Bremgarten

Die Schulpflege organisiert sich neu – die Schulführung soll noch besser werden

Schulpflegepräsident Andreas Rauch mit Schulleiter Guido Wirth vor der Schulanlage Isenlauf. Toni Widmer

Schulpflegepräsident Andreas Rauch mit Schulleiter Guido Wirth vor der Schulanlage Isenlauf. Toni Widmer

Die Schulpflege von Bremgarten präsentiert erstmals ihr Strategiepapier für die laufende Legislaturperiode. Der Wandel der Schulpflege von der operativen zur strategischen Behörde sei mit dem neuen Konzept definitiv vollzogen.

Wenn er jemanden in Bremgarten frage, wie es der Schule gehe, dann sage dieser jemand mit ziemlicher Sicherheit: «Ich denke gut», sagt Schulleiter Guido Wirth.
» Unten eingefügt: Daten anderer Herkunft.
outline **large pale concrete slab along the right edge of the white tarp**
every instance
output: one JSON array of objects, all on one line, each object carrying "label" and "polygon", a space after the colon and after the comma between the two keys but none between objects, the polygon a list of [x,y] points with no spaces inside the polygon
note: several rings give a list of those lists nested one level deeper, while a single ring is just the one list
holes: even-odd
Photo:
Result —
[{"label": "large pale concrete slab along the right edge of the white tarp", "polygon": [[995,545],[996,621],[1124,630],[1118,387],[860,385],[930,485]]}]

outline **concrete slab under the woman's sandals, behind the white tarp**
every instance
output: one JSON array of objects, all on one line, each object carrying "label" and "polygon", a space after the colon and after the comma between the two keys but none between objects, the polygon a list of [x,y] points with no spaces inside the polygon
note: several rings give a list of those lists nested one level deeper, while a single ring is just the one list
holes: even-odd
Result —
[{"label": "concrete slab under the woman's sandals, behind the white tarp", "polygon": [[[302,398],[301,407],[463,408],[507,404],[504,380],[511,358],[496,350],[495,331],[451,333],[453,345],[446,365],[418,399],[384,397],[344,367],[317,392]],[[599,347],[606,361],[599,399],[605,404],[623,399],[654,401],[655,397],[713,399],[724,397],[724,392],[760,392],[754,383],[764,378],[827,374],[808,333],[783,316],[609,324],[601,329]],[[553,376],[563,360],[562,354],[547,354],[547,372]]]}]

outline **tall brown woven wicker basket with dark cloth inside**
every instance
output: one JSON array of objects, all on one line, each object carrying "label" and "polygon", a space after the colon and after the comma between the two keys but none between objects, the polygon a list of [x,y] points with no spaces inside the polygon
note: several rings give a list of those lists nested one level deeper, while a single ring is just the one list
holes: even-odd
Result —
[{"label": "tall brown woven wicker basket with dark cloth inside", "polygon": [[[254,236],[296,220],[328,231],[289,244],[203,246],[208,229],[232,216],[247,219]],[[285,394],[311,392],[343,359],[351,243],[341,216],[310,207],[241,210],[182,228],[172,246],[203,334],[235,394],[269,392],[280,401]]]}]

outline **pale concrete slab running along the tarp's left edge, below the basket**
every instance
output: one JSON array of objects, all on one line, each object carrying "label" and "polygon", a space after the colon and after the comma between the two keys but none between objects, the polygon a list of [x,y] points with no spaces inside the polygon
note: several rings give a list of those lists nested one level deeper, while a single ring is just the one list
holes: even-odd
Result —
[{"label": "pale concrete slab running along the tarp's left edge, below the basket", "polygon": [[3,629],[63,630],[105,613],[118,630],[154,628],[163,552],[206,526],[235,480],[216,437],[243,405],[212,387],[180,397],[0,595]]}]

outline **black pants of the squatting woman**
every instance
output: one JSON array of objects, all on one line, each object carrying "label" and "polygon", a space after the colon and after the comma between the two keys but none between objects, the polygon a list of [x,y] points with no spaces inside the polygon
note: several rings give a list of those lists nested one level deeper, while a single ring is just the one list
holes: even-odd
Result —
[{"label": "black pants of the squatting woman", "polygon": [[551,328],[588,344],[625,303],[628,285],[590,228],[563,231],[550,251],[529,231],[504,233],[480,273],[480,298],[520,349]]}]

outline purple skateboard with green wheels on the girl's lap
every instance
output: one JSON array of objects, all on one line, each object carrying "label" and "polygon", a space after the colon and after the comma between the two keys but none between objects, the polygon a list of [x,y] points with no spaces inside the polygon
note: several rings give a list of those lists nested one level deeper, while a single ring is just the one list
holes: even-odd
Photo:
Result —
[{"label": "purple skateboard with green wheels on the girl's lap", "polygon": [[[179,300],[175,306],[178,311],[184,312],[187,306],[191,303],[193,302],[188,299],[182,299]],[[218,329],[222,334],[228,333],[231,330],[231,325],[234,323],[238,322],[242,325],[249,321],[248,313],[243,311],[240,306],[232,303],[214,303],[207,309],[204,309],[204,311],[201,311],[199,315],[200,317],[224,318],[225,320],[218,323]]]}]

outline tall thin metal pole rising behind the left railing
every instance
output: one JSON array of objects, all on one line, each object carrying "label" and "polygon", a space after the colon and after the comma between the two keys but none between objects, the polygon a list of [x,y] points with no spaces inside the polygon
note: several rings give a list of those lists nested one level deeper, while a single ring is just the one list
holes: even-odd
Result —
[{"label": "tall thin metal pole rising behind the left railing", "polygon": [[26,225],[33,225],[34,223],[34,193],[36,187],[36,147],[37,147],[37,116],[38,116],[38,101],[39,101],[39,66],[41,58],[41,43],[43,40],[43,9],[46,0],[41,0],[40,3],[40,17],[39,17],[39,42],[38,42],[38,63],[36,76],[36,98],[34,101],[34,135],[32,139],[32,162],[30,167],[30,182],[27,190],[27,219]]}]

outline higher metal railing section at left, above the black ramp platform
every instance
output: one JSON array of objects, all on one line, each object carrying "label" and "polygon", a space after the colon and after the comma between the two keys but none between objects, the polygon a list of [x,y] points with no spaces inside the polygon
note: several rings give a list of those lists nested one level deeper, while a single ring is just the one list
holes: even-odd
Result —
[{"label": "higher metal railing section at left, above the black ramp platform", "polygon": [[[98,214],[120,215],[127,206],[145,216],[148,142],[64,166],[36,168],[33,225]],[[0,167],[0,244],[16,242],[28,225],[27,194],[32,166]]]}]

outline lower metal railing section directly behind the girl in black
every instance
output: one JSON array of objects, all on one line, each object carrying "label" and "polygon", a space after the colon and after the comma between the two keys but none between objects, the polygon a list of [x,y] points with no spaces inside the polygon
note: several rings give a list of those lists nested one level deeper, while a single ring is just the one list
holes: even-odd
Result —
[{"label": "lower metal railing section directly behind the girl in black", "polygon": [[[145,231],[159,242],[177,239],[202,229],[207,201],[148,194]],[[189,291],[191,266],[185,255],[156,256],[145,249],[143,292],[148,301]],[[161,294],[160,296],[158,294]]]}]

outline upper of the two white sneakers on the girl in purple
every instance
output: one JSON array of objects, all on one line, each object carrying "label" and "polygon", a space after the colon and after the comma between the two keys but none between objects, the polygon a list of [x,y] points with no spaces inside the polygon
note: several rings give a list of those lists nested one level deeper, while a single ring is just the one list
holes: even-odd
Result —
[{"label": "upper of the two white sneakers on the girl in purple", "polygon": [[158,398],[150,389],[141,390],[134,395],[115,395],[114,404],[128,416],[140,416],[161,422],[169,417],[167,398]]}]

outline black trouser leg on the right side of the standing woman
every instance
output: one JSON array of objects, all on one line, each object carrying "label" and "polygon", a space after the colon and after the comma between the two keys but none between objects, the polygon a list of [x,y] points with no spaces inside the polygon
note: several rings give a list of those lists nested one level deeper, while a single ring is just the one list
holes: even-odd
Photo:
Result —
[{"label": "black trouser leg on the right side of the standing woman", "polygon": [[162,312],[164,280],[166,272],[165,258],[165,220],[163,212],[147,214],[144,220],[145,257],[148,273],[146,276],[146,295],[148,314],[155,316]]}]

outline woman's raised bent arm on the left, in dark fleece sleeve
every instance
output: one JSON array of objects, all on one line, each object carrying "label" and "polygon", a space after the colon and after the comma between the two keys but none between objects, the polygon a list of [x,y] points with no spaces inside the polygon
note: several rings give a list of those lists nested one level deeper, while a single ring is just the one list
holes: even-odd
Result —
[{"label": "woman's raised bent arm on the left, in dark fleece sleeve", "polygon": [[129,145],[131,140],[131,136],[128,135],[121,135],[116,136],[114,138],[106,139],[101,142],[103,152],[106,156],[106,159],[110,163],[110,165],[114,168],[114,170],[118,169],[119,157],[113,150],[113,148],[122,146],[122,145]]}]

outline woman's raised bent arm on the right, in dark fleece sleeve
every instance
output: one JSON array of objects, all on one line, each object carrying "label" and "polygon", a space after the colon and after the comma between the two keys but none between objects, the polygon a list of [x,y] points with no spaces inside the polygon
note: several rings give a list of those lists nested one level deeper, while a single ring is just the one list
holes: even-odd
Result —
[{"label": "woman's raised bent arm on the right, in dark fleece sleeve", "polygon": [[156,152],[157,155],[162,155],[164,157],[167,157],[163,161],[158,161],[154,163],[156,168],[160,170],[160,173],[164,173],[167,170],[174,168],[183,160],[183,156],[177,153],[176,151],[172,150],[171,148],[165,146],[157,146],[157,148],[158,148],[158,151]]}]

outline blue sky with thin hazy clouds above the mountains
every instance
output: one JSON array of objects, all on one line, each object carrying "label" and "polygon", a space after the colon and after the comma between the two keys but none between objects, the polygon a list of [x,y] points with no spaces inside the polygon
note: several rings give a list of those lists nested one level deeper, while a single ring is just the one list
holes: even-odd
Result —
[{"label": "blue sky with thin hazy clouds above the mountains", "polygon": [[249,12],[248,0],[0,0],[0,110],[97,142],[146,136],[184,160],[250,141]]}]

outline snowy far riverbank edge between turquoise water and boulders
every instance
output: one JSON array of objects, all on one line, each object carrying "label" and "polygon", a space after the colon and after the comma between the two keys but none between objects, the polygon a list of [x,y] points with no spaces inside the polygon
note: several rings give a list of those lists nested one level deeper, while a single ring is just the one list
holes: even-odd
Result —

Wenn er jetzt nachhake und frage: «Wieso weisst du, dass es unserer Schule gut geht», dann gerate das Gespräch ebenso sicher ins Stocken. «Was ich damit sagen will, ist, dass wir vieles, was an unserer Schule gut oder weniger gut läuft, nicht immer exakt fassen und deshalb auch oft nur unzulänglich erklären können», sagt Wirth.

Mit der strategischen Planung, die von der neu zusammengesetzten Schulpflege erstmals erarbeitet worden ist, soll die Führung der Bremgarter Schule noch professioneller und noch transparenter werden: «Von fünf Mitgliedern der Schulpflege sind drei neu im Amt. Diesen Wechsel haben wir zum Anlass genommen, Führungsstrukturen und Rollenverteilung grundsätzlich zu überdenken und unsere Strategie für die laufende Amtsperiode zu definieren», erklärt Schulpflegepräsident Andreas Rauch.

Im Prinzip ein Legislaturprogramm

Mit dem vorliegenden Konzept ist der Wandel der Schulpflege von der operativen zur strategischen Behörde definitiv vollzogen und die Aufgabenteilung zwischen ihr und der Schulleitung klar. Für Guido Wirth ein wichtiger Schritt vorwärts: «Es hat naturgemäss etwas gedauert, aber das Konzept ‹Neuorganisation der Schule Aargau› fängt jetzt langsam an, zu greifen.»

Was sich auf dem Papier im ersten Augenblick sehr komplex präsentiert, ist im Grunde recht einfach. Die Schulpflege hat ihr Aufgabengebiet in die Bereiche «Ressourcen/Infrastruktur», «Kommunikation», «Personelles», «Entwicklung» und «Betrieb» unterteilt, jedem Bereich die entsprechenden Aufgaben zugeteilt und die Ziele mit dem entsprechenden Zeithorizont festgelegt. Klar geregelt sind dabei auch die Verantwortlichkeiten.

Ein paar konkrete Beispiele: Die Schulpflege Bremgarten will bis im August 2016 die Schulraumplanung auf die zukünftige Entwicklung vorbereiten. Schulraum und Mobilien sollen in genügender Anzahl bereits stehen. Schon bis im September 2014 umgesetzt sein soll ein Konzept «Finanzcontrolling», welches den Fluss der Finanzströme in der Schule Bremgarten aufzeigt und erläutert. Auch heisse Eisen will die Behörde in den nächsten vier Jahren anpacken. So etwa das Thema die Einführung von Blockzeiten sowie die Realisierung einer Tagesschule in Hermetschwil-Staffeln. Im Mai 2016 soll dazu ein Bericht vorliegen. Ganz wichtig ist der Schulpflege Bremgarten auch der Einbezug der Eltern. Noch für das laufende Jahr ist die Bildung von Elternsteuergruppen geplant.

Das vorliegende Strategiepapier wird alljährlich im Frühling überarbeitet, ergänzt und angepasst. «Das bedeutet viel Denkarbeit», sagt Guido Wirth, «doch danach ist die Richtung definiert und wir haben unsere Köpfe wieder frei zum Arbeiten.»